Distribution and Habitat
In Africa, lions can be found in savanna grasslands with scattered Acacia trees which serve as shade; their habitat in India is a mixture of dry savanna forest and very dry deciduous scrub forest. The habitat of lions originally spanned the southern parts of Eurasia, ranging from Greece to India, and most of Africa except the central rainforest-zone and the Sahara desert. Herodotus reported that lions had been common in Greece around 480 BC; they attacked the baggage camels of the Persian king Xerxes on his march through the country. Aristotle considered them rare by 300 BC. By 100 AD they were extirpated. A population of Asiatic lions survived until the tenth century in the Caucasus, their last European outpost.

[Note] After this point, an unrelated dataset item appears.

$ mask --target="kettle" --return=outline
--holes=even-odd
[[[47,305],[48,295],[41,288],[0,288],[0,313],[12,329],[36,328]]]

The species was eradicated from Palestine by the Middle Ages and from most of the rest of Asia after the arrival of readily available firearms in the 18th century. Between the late 19th and early 20th century, they became extinct in North Africa and Southwest Asia. By the late 19th century, the lion had disappeared from Turkey and most of northern India, while the last sighting of a live Asiatic lion in Iran was in 1941 (between Shiraz and Jahrom, Fars Province), although the corpse of a lioness was found on the banks of the Karun river, Khūzestān Province in 1944. There are no subsequent reliable reports from Iran. The subspecies now survives only in and around the Gir Forest of northwestern India. About 400 lions live in the area of the 1,412 km2 (545 sq mi) sanctuary in the state of Gujarat, which covers most of the forest. Their numbers have increased from 180 in 1974 mainly because the natural prey species have recovered.